BM – Há sempre inovação e coisas novas que vão aparecendo e que têm implicações na prática clínica. Umas podem ser mais mediáticas do que outras, mas há sempre muita inovação.
Vão ser amplamente discutidas algumas inovações que têm que ver com terapêutica dos doentes com insuficiência cardíaca. Porque, de facto, foram inovações marcantes, com estudos publicados nos últimos tempos que mudam e nos fazem questionar a nossa prática clínica e como colocar os novos fármacos que vão aparecendo no tratamento dos doentes. Isto exige reflexão e tem interesse que essa reflexão se faça a nível local, porque as condicionantes variam de país para país.
Mas temos também muita discussão em torno da melhor forma de tratar a doença coronária, e o papel da imagem no diagnóstico da doença coronária é também um tema importante devido às grandes alterações que têm sido feitas às recomendações internacionais, e que têm que ser repensadas ao nível da realidade portuguesa.
Eu diria que este ano temos novidades com impacto clinico para uma grande população médica. É que por vezes temos inovação, mas apenas num setor muito específico, que abrange um setor muito limitado de doentes. Eu diria que estas inovações que temos visto nos últimos meses são impactantes para um grande leque de doentes.
HN – São três dias de congresso com muitas palestras, o programa é extenso. Pedia-lhe que destacasse alguns momentos do programa.
BM – Temos conferências de convidados estrangeiros que são impossíveis de passar ao lado, e por isso vou ter que as destacar. Por exemplo, vamos ter uma conferência do professor Thomas Lusher, que foi editor do European Heart Journal durante muitos anos, que vai ser sobre o papel do microbioma no desenvolvimento da aterosclerose.
Vamos ter uma conferência do professor Petar Seferovic, sobre o tratamento da insuficiência cardíaca no presente e expectativas para o futuro.
Mas temos também sessões de speakers portugueses muito importantes, sobre a revascularização do miocárdio, que é um tema polémico e em voga, com diferentes opiniões sobre a melhor maneira de abordar esta doença. Novidades na abordagem de arritmias, Hipertensão pulmonar, doenças cardíacas congénitas, é difícil escolher…
E tenho de realçar uma sessão sobre doença cardíaca na mulher; assumimos frequentemente que tudo é igual nos homens e nas mulheres no que toca a doença, mas há muitas diferenças. Da maneira como ela se manifesta, à forma de tratar.

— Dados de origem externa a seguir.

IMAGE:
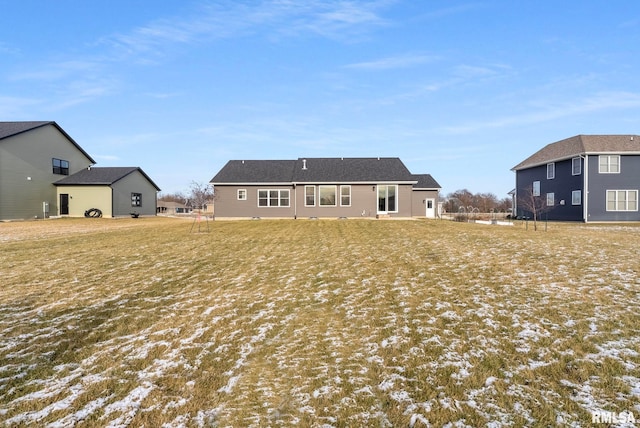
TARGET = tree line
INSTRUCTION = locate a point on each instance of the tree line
(464, 200)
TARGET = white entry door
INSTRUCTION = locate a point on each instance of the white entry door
(431, 208)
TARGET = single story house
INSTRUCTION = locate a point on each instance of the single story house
(172, 208)
(115, 191)
(323, 187)
(582, 178)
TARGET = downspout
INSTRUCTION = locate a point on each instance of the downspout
(295, 202)
(585, 208)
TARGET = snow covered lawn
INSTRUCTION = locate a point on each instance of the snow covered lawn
(138, 322)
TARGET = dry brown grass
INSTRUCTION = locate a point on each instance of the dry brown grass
(316, 323)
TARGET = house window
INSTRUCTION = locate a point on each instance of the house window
(327, 196)
(551, 171)
(609, 164)
(576, 166)
(136, 199)
(387, 198)
(622, 200)
(551, 199)
(536, 188)
(576, 197)
(60, 166)
(273, 198)
(345, 196)
(309, 196)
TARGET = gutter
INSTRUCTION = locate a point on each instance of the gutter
(585, 186)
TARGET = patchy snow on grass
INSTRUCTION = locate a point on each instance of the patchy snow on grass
(321, 324)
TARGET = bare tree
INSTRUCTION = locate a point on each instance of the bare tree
(531, 201)
(199, 195)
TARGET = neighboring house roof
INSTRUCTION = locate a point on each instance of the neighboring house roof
(171, 204)
(314, 170)
(425, 181)
(582, 145)
(104, 176)
(9, 129)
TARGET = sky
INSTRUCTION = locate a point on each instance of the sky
(462, 90)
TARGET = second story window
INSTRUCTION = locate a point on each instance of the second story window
(609, 164)
(60, 166)
(576, 166)
(551, 171)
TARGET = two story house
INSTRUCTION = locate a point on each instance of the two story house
(323, 187)
(45, 173)
(582, 178)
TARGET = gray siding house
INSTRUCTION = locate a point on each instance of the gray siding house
(583, 178)
(34, 155)
(323, 187)
(116, 191)
(45, 173)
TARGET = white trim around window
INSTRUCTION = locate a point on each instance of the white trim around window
(535, 188)
(309, 196)
(576, 166)
(345, 195)
(609, 164)
(576, 197)
(327, 196)
(622, 200)
(273, 198)
(551, 199)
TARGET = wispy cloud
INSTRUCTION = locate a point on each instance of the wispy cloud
(393, 62)
(599, 102)
(277, 18)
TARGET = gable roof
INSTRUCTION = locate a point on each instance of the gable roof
(9, 129)
(582, 145)
(314, 170)
(255, 171)
(101, 176)
(350, 170)
(425, 181)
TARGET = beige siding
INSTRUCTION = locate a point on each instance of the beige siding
(364, 203)
(134, 183)
(82, 198)
(418, 202)
(26, 172)
(227, 204)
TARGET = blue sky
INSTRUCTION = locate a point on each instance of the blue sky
(461, 90)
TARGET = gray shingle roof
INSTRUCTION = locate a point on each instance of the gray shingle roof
(582, 145)
(314, 170)
(9, 129)
(350, 170)
(101, 176)
(425, 181)
(255, 171)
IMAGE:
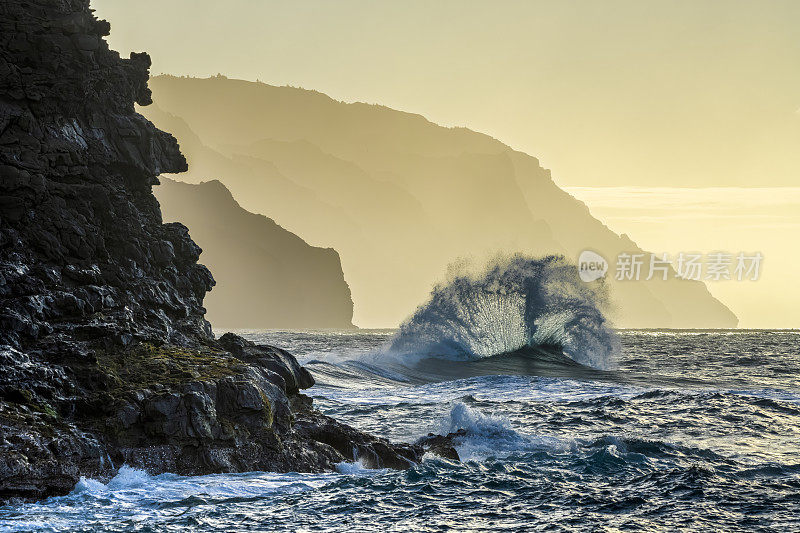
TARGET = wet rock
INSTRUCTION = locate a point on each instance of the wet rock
(105, 355)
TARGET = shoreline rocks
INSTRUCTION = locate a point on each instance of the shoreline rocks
(105, 355)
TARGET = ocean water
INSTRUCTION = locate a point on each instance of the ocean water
(690, 430)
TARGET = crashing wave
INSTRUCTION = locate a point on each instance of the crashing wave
(514, 303)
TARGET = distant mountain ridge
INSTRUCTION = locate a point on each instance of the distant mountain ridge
(266, 277)
(397, 196)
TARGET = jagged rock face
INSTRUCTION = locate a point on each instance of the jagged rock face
(84, 250)
(105, 357)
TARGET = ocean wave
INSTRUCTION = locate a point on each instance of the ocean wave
(511, 304)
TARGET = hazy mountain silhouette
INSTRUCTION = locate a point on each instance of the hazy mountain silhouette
(266, 277)
(398, 196)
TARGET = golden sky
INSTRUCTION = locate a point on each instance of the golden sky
(635, 95)
(634, 92)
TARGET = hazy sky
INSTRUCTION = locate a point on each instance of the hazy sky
(631, 94)
(732, 220)
(669, 93)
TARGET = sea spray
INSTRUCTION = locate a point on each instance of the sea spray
(510, 304)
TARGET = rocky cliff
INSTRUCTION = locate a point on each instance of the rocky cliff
(105, 355)
(266, 277)
(398, 196)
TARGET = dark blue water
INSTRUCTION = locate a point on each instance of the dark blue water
(687, 430)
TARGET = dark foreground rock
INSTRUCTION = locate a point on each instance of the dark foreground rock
(105, 355)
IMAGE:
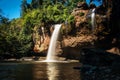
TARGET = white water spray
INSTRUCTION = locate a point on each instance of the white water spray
(52, 46)
(93, 19)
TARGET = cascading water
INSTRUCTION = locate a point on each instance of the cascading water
(93, 19)
(52, 46)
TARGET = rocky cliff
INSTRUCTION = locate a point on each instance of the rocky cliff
(105, 35)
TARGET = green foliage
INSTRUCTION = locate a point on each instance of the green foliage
(81, 14)
(16, 35)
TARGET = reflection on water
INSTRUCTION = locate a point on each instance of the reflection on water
(39, 71)
(53, 71)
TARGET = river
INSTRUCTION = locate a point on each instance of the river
(39, 71)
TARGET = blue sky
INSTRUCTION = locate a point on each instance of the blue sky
(11, 8)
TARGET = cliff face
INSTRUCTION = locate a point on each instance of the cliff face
(104, 36)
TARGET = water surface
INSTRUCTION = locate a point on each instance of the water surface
(39, 71)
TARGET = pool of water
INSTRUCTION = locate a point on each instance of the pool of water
(39, 71)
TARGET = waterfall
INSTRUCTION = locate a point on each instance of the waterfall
(52, 46)
(93, 19)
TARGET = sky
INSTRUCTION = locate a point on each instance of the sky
(11, 8)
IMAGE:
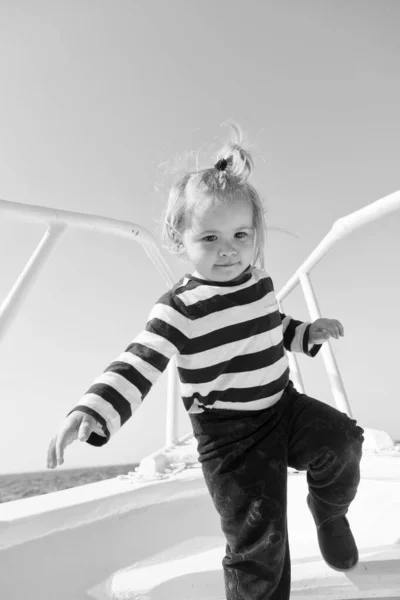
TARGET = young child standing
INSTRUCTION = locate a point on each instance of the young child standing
(223, 323)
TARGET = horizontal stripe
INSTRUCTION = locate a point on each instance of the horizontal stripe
(239, 364)
(237, 395)
(232, 333)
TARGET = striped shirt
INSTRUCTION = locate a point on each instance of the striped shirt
(230, 342)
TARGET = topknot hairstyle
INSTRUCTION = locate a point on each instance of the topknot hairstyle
(227, 179)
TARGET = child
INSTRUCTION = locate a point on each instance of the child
(223, 323)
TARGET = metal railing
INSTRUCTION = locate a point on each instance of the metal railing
(340, 229)
(59, 220)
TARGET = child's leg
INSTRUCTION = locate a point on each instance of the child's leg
(244, 461)
(328, 444)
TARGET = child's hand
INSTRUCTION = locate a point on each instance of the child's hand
(322, 329)
(78, 425)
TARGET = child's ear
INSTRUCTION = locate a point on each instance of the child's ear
(181, 249)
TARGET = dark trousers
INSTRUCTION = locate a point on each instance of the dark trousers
(244, 457)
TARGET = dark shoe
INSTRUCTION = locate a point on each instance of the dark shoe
(336, 542)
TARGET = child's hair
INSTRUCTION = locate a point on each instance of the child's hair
(218, 186)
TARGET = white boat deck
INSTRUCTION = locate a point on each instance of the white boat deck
(157, 537)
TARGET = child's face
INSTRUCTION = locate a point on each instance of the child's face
(220, 240)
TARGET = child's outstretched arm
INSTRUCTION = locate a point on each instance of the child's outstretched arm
(323, 329)
(308, 337)
(119, 391)
(78, 425)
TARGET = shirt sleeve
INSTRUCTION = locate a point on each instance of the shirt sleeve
(296, 335)
(118, 392)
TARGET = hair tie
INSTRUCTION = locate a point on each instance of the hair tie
(221, 164)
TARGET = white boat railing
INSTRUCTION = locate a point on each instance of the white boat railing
(58, 221)
(340, 229)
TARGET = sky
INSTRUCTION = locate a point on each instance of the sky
(99, 99)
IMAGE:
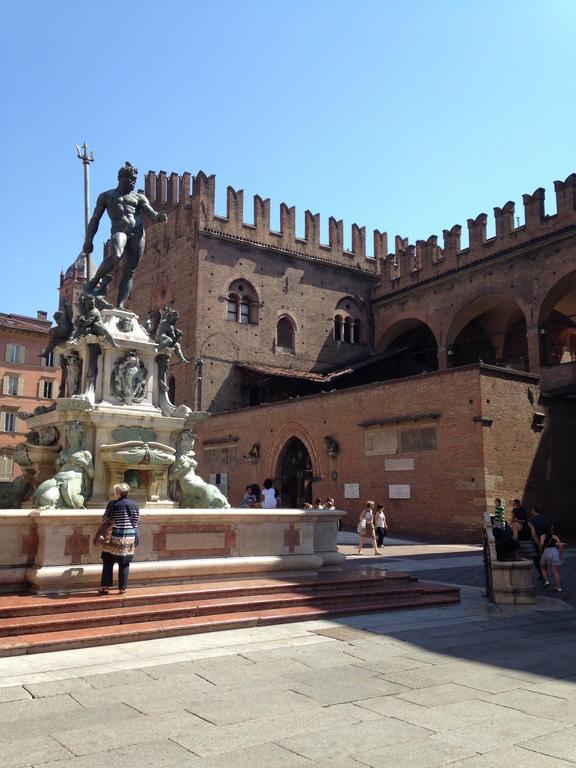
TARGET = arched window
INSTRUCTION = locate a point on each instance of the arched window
(349, 321)
(338, 328)
(232, 305)
(285, 335)
(242, 303)
(6, 465)
(347, 324)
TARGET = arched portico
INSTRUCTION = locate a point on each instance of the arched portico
(557, 323)
(411, 347)
(490, 329)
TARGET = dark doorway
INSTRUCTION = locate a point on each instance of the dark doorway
(295, 475)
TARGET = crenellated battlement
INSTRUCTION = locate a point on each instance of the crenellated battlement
(166, 191)
(413, 264)
(408, 265)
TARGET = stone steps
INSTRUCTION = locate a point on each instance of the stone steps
(31, 624)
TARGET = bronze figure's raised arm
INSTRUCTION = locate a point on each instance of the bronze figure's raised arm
(127, 240)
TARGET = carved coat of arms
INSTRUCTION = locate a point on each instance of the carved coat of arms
(129, 379)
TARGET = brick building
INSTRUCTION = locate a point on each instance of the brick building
(28, 381)
(434, 377)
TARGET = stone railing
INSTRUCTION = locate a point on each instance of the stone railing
(508, 582)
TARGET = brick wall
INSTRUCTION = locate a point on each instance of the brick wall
(451, 486)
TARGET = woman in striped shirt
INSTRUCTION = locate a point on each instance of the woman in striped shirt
(123, 514)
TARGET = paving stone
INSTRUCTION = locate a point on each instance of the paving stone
(116, 678)
(50, 722)
(561, 744)
(32, 709)
(529, 701)
(248, 672)
(143, 693)
(513, 756)
(153, 754)
(83, 741)
(354, 713)
(14, 693)
(442, 718)
(345, 741)
(505, 733)
(248, 705)
(31, 751)
(420, 753)
(212, 740)
(257, 757)
(436, 695)
(57, 687)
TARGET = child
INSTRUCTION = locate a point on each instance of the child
(551, 552)
(366, 527)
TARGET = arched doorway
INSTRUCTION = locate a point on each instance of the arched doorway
(411, 349)
(557, 323)
(295, 473)
(491, 329)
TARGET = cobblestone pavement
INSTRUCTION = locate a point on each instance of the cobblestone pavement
(470, 685)
(452, 564)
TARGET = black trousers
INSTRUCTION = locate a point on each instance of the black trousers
(108, 561)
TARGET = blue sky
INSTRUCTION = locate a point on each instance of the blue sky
(404, 116)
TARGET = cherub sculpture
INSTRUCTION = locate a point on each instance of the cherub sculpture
(167, 335)
(63, 329)
(186, 486)
(90, 322)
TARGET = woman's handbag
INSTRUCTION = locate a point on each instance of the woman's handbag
(103, 533)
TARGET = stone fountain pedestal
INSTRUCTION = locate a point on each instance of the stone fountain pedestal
(115, 388)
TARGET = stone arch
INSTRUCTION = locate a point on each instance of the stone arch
(557, 322)
(491, 328)
(285, 334)
(411, 347)
(242, 302)
(350, 324)
(288, 431)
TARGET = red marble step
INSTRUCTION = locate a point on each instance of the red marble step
(94, 636)
(30, 605)
(128, 613)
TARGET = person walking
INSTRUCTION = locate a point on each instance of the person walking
(122, 514)
(366, 527)
(551, 552)
(523, 532)
(381, 525)
(541, 526)
(269, 495)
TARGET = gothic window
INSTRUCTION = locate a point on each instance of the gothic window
(232, 304)
(349, 322)
(285, 335)
(242, 303)
(338, 328)
(6, 466)
(15, 353)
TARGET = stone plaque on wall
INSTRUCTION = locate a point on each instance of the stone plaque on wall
(351, 490)
(399, 492)
(398, 465)
(379, 441)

E continuamos a ter o apoio à nossa investigação nacional. Vamos ter uma sessão que é a entrega do Prémio Jovem Investigador, em que os melhores trabalhos submetidos vão ser avaliados e vão ter um prémio, porque é importante dar também um palco à investigação que se faz em Portugal e premiá-la. É mesmo muito importante criarmos esta escola a nível nacional.